How many more albums à la 'Strong arm of the Law' or 'Denim and Leather' would Saxon have been able to release before people had started complaining about the lack of progress in their output? One? Two? The fact that they took matters in their own hands and decided to spread their wings before that day arrived, is commendable. The fact that they did it by releasing a strong album, even more so. In fact, there's only one uninteresting track on the entire album, and that's the simple 'This town rocks' with its plain sounding chorus. The rest varies from very good to excellent. Even something as banal as a boogie rocker is tweaked into becoming something enjoyable, as evidenced by 'Redline'.
On an album like this, it's not really possible to talk about standout tracks, but the songs on the B-side (apart from 'This town rocks') are the most rewarding by a very narrow margin, as the band has experimented more with their sound on them.

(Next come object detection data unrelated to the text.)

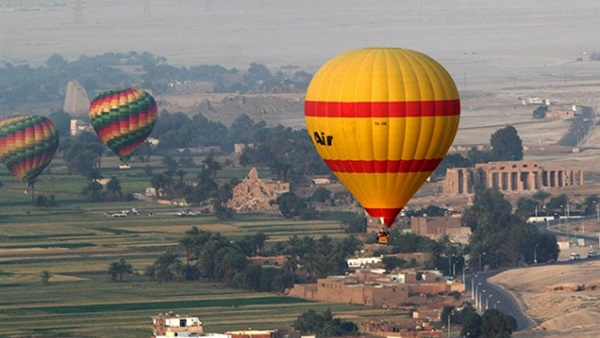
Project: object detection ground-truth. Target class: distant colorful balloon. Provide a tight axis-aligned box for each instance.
[0,115,58,185]
[305,48,460,226]
[90,88,158,163]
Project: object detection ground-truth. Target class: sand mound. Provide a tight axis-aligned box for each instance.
[540,309,600,332]
[490,260,600,337]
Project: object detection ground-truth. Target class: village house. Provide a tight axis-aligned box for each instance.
[360,320,442,338]
[288,270,465,308]
[346,252,431,270]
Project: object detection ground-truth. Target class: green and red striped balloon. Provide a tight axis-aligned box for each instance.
[0,115,58,185]
[90,88,158,163]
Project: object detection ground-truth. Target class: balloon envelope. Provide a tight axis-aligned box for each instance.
[0,115,59,185]
[90,88,158,163]
[305,48,460,226]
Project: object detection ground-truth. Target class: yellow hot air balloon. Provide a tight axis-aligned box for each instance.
[304,48,460,238]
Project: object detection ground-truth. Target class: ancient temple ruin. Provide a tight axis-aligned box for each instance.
[444,161,583,195]
[63,80,90,116]
[227,168,290,212]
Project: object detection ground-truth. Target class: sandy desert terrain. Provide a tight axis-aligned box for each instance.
[490,260,600,338]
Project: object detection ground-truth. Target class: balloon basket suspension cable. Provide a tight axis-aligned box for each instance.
[377,219,390,244]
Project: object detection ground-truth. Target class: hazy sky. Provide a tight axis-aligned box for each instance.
[0,0,600,81]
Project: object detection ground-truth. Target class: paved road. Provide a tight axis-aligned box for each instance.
[465,271,536,331]
[535,215,600,242]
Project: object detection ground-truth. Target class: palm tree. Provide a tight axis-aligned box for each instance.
[153,250,183,282]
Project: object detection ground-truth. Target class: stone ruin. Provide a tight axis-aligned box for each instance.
[63,80,90,116]
[227,168,278,212]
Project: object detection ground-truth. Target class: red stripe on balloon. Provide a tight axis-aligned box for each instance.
[304,100,460,117]
[324,158,442,174]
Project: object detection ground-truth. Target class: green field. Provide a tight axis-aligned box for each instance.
[0,158,406,337]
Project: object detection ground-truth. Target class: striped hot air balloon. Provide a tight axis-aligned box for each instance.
[90,88,158,163]
[305,48,460,227]
[0,115,58,186]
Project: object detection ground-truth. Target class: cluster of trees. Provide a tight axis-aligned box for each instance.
[434,125,523,177]
[131,227,362,292]
[441,304,517,338]
[50,110,328,205]
[462,188,559,270]
[0,51,312,108]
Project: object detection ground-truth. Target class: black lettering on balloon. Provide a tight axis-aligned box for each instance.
[314,131,333,146]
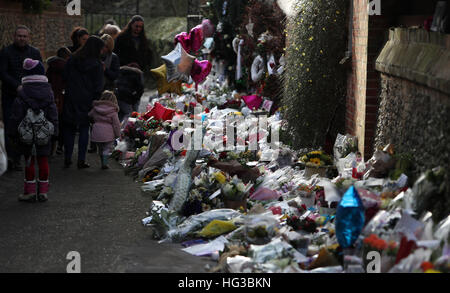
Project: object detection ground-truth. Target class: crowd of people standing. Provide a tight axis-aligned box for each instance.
[0,15,152,201]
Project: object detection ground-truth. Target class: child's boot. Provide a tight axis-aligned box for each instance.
[19,180,36,202]
[102,155,109,170]
[38,180,49,202]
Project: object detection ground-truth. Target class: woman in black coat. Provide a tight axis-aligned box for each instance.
[115,63,144,121]
[62,36,105,169]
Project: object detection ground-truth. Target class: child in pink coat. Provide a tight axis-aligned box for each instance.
[89,91,120,170]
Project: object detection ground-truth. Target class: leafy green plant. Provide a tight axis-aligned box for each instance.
[15,0,52,14]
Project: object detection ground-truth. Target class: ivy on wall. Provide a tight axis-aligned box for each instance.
[10,0,51,14]
[282,0,349,149]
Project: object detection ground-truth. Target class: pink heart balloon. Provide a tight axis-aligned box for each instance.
[202,19,215,39]
[175,25,204,53]
[242,95,263,110]
[191,59,212,84]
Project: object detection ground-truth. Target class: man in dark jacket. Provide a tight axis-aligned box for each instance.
[114,15,152,72]
[0,25,42,171]
[61,36,106,169]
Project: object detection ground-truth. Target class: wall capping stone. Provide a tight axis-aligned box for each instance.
[375,28,450,94]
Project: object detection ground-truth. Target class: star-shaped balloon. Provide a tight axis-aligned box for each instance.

'Nightmare' is a Blues Rock song in disguise, with lots of softer passages and a very good guitar solo in the middle. It's most atypical element (for Saxon) are the rather commercial sounding backing vocals in the chorus. They're bordering on cheesy, but to fans of melodic Rock and Progressive Rock, they make the song tastier. On the downside, the lyrics are very generic, especially the chorus.
'Watching the Sky' is a rather simple uptempo Hard Rock song that's firmly rooted in the NWOBHM tradition. As is the case with the title track (on side A), it's elevated above hundreds of similar songs by good vocal melodies and a memorable chorus.
'Midas Touch' is a mid tempo Hard rock song that's kept interesting by contrasting soft vs. heavy parts. The chorus is repeated one time too many before the guitar solo arrives two thirds into the song, but that's just a minor problem.
The album closer 'The eagle has landed', probably the albums's most hated song, is in fact the album's best. It crawls along at a pace only Doom Metal bands dare rival, thus creating lots of room for beautiful, slow guitar solo's. The echo's and reversed echo's on Biff Byford's distinctive voice work remarkably well and are but one of the signs that a lot of energy was put into getting the atmosphere right. The end result is an almost mystical sounding masterpiece that really puts man's first step on the Moon in the right epic proportions.
There's only one song left, and that's the headbanger 'Warrior' (on the A-side). It's the album's heaviest track. The chorus and the middle part with the guitar solo especially are heavy, with its use of double bass drums and that simple speed metal riff. It suits the lyrics about an ancient invading force very well. This song is like Saxon's answer to Iron Maiden's 'Invaders' that was released two years earlier.
'Power and the Glory' is Saxon's best 80's album, maybe even their best ever. For a decade or so after its release, the quality of their output would be less. But the good news is that the turn of the century seems to have rejuvenated them somehow, as their recent albums are more convincing. They certainly sound a lot more powerful and are even likely to please the newer generation of Power Metal fans.